Cache Memory Tutorial. What is a Cache Memory. Why Cache Memories are Needed. How does Cache Memories Work

The Processor: The processor on the SoC is ARM Cortex-M3 processor which can run say at 100 MHz. This means a clock cycle period of 10 ns. This means that the processor is able to execute 1 instruction every 10 ns.
The Memory: The way the SPI-Flash memory works is, it needs a 'ritual' of things to be done, before it can send back read data. First the chip select must be asserted, followed by a series of steps, i.e sending command, address etc, and finally the SPI-Flash starts sending the data corresponding to the address. In summary it can be 100s of ns before the SPI-Flash will send the data corresponding to the address. The initial 'ritual' once performed, the data can be fetched sequentially from the start address to any length. This means it is efficient to read multiple data bytes once the initial 'ritual' is performed. On the other hand if we just read one byte or word at a time, and de-assert the chip-select, the whole 'ritual' must be performed again, before the next data byte/word may be fetched. A bit more about SPI/QSPI is here.

The processor is running a lot faster, the memory is a lot slow. When the processor requests one 32 bit word at a time, it will be desirable to get few more 32 bit 'anticipatory' data words from SPI-Flash, and store them somewhere, such that, if the following request from processor is a sequential fetch from next address location, the SPI-Flash 'ritual' can be avoided. This arrangement is shown in the figure below: Notice the '256 bit Register + Control Logic' between the processor and SPI-controller,

Figure-2: Simple System with Processor, SPI-Memory Controller, and SPI Flash Memory with 256-bit register+control Logic

Using the scheme of Figure 2 shown above, when the processor sends its first access i.e. ACCESS0 @ address 0, it waits for a long time to get the data back, as the full SPI 'ritual' must be performed. However if the following accesses from the processor e.g. ACCESS1, ACCESS2, ACCESS3 are at address 1, address 2 and address 3 sequentially, then for these requests, the processor will not wait as much as it has to wait for ACCESS0, because the '256 bit reg + controller' logic fetches the locations at these addresses in anticipation and stores them in the 256 bit registers, and hence the SPI initial 'ritual' is avoided for these subsequent accesses. Though the processor will still 'stall' between accesses, but the 'stall' times are clearly reduced.

Worked Out example:
SPI initial 'ritual' time (Tr) = 1000 ns
SPI time to fetch 1 32 bit data word following ritual (Ta) = 200 ns
Time needed to get 8 32 bit data words in Figure 1 (Ttf1)
Ttf1 = 8 x (Tr + Ta) = 8 x (1000 + 200) ns = 9600 ns.
Time needed to get 8 32 bit data words in Figure 2 (Ttf2)
Ttf2 = Tr + 8 x Ta = 1000 + 8 * 200 = 2600 ns.

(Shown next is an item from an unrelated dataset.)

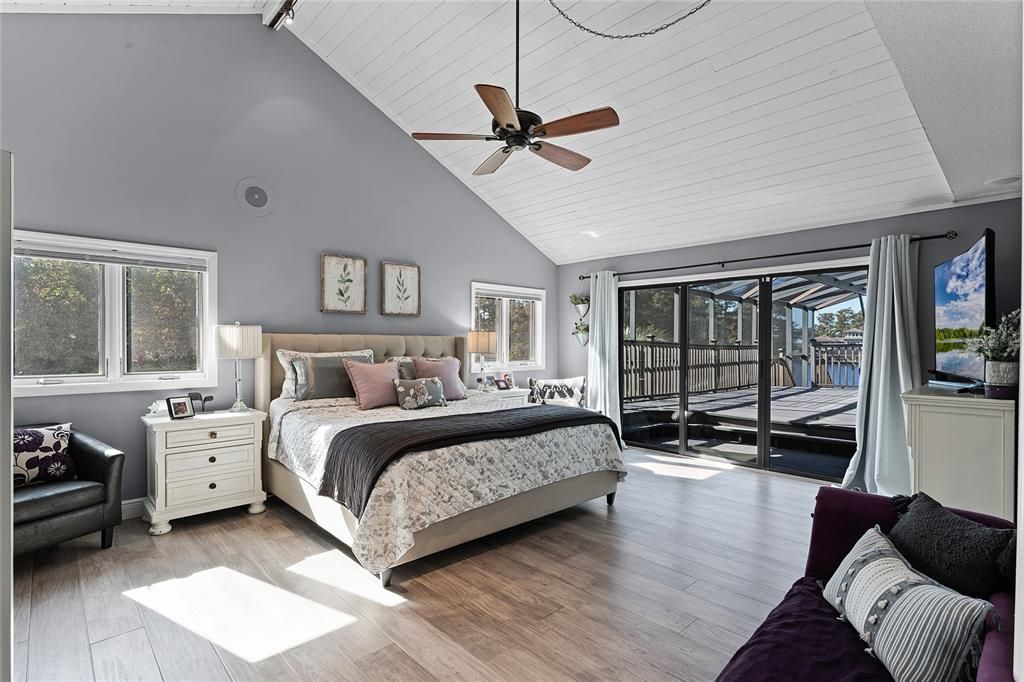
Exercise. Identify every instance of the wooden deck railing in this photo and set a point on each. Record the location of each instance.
(837, 365)
(650, 369)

It is very clear how the introduction of a 256 bit register + controller has helped the processor to reduce average access times, and run a lot faster. The controller is the one which fetches the 'anticipatory' data words following the first request from the processor, and stores it in 256 bit register.

Consider one more aspect. Once this 256 bit register has fetched the contents from SPI flash, it may save it for future use. Now any time the processor fetches data from those addresses corresponding to which this 256 bit register has the data, external SPI accesses could be completely avoided. The access times to access 8 32 bit words in this case will be 10 ns x 8 = 80 ns. This is in-crrrrreee-diiiiib-le. In a hypothetical example, if the code processor executes takes less than 256 bits to store, then the entire code can be stored in this 256 bit register and the processor will work very fast.
Hence, there are 2 advantages of this '256 bit register + controller'.
i). It helps in reducing average access times form the Off Chip SPI-Flash.
ii). If the code that the processor intends to run can be found in this 256 bit register, the external fetches can be avoided for the portion of the code that is stored in this 256 bit register, and this portion of the code will run extremely fast.
Note that the second advantage is the one which is exploited rather more frequently, and this is the one cache-memory typically tries to address. And in practice, the cache will be a lot larger then just 256 bits, as will be seen in later chapters.
This brings a lot of questions E.g. which 256 bits should be kept in the register, when these 256 bits be replaced/renewed from the SPI-Flash etc.etc. These will be addressed in later chapters.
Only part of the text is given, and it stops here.